Baginda raja meninggalkan ruang kerjanya dan pangeran Edmund seorang diri di dalam sana. Langkahnya terhenti oleh kemunculan putri Nicole di hadapannya.
"Ayah! Ada apa Ayah? Aku melihat tuan Matias disini. Dia pergi terburu-buru."
Yang ditanya hanya dapat menjawabnya dengan sebuah helaan nafas, baginda raja enggan membuka mulut. Dengan kedua tangan yang terkait di balik tubuhnya, beliau melanjutkan langkahnya. Melintasi tubuh putrinya.

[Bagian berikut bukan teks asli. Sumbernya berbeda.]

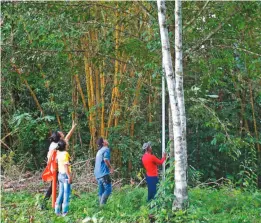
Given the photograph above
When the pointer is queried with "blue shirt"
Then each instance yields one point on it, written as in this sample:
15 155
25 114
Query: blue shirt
101 168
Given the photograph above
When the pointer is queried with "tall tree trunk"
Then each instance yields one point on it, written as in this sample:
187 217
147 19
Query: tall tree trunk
180 191
171 135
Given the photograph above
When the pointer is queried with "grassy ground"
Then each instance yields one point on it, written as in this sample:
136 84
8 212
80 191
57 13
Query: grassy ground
129 205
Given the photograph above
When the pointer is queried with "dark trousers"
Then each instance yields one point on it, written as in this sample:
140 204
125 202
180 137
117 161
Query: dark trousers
152 186
48 193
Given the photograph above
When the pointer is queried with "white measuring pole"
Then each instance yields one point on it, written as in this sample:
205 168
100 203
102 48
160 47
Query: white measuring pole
163 118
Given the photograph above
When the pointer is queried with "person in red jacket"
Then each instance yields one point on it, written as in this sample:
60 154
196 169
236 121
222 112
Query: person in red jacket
150 163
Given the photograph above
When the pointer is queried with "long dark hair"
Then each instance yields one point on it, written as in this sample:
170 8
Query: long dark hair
55 137
100 143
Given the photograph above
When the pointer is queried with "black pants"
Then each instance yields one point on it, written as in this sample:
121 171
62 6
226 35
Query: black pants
152 186
48 193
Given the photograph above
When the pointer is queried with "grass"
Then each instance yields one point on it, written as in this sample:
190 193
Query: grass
129 205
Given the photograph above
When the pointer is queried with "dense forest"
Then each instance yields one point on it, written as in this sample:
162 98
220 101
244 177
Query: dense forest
99 64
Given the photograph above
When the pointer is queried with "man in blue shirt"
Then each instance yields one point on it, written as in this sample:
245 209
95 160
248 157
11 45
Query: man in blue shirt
102 171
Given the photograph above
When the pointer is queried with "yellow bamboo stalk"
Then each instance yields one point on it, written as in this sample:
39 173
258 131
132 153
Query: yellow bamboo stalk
135 102
102 99
150 115
115 79
79 87
253 114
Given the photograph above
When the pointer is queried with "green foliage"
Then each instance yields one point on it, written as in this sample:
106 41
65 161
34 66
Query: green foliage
129 205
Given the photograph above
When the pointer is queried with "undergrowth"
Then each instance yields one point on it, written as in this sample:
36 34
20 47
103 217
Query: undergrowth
128 204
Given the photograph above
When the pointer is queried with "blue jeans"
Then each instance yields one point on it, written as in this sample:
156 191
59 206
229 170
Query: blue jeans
104 189
152 186
63 199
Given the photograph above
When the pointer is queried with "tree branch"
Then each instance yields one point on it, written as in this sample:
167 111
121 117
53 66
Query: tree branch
192 20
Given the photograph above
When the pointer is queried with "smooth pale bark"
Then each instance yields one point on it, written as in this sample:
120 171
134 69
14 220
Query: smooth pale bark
180 190
171 135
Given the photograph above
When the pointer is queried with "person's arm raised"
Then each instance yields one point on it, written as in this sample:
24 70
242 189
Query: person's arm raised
68 136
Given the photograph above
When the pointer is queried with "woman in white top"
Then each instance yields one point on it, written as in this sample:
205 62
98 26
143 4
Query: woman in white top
54 139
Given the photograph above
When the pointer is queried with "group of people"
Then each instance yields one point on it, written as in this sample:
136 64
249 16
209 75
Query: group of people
102 170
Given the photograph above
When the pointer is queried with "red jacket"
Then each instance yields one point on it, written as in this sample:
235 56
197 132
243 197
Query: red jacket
151 162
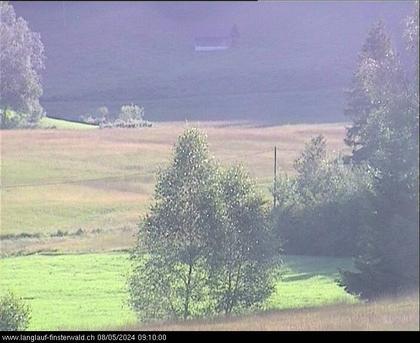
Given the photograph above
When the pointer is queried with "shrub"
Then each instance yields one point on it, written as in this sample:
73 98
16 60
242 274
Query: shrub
14 314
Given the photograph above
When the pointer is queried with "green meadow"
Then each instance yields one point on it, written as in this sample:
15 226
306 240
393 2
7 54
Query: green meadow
88 290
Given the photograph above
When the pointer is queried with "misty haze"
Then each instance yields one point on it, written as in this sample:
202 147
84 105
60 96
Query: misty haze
209 165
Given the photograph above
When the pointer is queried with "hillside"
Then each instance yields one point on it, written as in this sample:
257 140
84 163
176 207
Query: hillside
292 62
102 181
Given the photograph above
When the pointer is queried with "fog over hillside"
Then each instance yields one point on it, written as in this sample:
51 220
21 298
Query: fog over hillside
291 63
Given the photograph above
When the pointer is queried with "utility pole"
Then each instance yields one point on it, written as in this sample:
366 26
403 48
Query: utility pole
275 176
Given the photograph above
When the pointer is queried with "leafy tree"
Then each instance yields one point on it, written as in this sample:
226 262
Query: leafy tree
204 248
387 260
21 61
174 235
241 265
14 314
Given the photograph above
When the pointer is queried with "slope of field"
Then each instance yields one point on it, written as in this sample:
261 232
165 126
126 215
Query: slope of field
88 290
394 314
291 63
103 180
52 123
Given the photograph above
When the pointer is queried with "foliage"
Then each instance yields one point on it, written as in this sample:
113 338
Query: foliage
174 233
203 248
321 209
242 247
130 116
9 119
14 314
21 60
387 260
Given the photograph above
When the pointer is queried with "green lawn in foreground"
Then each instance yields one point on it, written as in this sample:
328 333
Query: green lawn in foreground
88 290
47 123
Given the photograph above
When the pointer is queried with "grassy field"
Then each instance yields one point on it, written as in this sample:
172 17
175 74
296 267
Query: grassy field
52 123
396 314
101 181
88 290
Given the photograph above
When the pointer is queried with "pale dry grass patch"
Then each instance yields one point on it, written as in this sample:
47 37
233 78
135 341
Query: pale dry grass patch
70 179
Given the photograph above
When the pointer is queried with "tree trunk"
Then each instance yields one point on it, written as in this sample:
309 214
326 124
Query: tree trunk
188 293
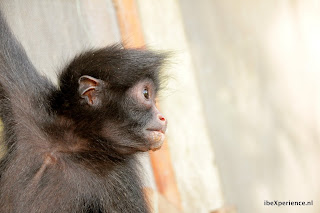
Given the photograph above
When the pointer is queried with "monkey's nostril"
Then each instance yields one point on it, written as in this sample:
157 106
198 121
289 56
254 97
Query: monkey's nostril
161 118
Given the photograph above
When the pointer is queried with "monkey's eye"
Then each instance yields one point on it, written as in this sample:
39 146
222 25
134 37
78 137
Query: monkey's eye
146 93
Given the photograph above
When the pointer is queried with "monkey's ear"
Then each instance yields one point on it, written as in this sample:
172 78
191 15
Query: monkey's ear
91 89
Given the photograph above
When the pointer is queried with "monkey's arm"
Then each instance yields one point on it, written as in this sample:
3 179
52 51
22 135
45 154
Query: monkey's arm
21 87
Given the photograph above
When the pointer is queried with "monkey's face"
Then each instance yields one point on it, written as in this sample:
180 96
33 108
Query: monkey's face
151 123
132 121
137 124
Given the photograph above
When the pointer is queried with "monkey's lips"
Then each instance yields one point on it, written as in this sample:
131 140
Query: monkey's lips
155 138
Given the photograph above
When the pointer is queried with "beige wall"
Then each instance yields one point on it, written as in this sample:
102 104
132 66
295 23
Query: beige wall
258 70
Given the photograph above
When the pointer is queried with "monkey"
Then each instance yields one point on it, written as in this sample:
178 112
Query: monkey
73 147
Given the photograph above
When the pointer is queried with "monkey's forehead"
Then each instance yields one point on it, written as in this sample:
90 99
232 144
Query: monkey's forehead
115 65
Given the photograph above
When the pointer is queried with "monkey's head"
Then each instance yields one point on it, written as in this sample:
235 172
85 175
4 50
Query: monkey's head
110 94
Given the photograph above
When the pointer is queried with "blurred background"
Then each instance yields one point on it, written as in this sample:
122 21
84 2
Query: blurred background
243 99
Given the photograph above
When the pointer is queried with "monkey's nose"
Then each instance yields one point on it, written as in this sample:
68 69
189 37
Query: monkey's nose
162 118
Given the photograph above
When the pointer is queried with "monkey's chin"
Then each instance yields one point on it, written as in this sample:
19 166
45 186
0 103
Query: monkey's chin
155 138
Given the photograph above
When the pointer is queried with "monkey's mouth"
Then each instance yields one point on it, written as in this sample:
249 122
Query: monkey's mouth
155 138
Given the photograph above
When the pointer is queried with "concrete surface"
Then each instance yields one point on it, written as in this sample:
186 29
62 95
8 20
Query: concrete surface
258 71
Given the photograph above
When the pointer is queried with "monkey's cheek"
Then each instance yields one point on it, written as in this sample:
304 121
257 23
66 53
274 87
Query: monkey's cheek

Tak lama, tampak pangeran Edmund yang juga melangkah keluar dari ruangan itu. Lagi-lagi putri Nicole bertanya.
"Kakak.......?"
"Kau tahu Nicole? Pemuda yang kau sukai itu, telah menghancurkan hidupku! Jika kau... masih saja mengejarnya... Aku tak akan pernah menganggapmu sebagai adikku lagi."
Putri Nicole pun mengernyitkan dahi tak mengerti. "Apa maksudmu, Kakak?"
Dan putri Nicole ditinggalkan untuk kedua kalinya. Pangeran Edmund telah menjauh dari hadapannya.
Suasana istana di penghujung sore hari itu, terasa sunyi sepi. Baginda raja dan pasukan pengawalnya pergi meninggalkan istana setelah keributan yang terjadi siang tadi di ruang kerja baginda raja. Pangeran Edmund mengurung diri di kamarnya. Putri Nicole bersama pelayan pribadinya, memilih sibuk dengan memetik buah cherry di halaman samping istana.
Sementara permaisuri, sedang menangis terisak di dalam kamarnya. Beliau masih terus memikirkan pangeran Edmund yang terlibat dalam kasus penyelewengan pajak itu. Permaisuri tak kuasa menahan tangisnya, saat baginda raja menyempatkan diri bercerita singkat tentang apa yang kini tengah terjadi. Dan atas keputusan beliau akan mengirim putranya ke pengasingan.
Tentu saja, semua itu jelas berpengaruh pada kondisi psikologis permaisuri. Sebagai wanita yang melahirkan dan membesarkan pangeran Edmund, beliau merasa sangat terpukul dengan keputusan yang telah diambil suaminya.
Di sisi lain hatinya, permaisuri sangat kecewa terhadap kelakuan putranya. Anak lelaki yang dibesarkannya dengan pendidikan yang sangat baik, telah mencoreng wajah orang tuanya. Seorang calon pewaris tahta yang selama ini mereka harapkan, telah terbuka topengnya.
38. Kemarahan Count Antonio
"Kau melampaui batasmu, Matias! Apa yang kau lakukan di hadapan yang mulia baginda raja hari ini? Semua orang di kantor pemerintahan membicarakan dirimu. Apa itu yang kau harapkan???"
"Aku tidak mengharapkan apapun, Ayah. Aku hanya ingin membantu tuan Carlos menemukan pelaku penyelewengan pajak perkebunan."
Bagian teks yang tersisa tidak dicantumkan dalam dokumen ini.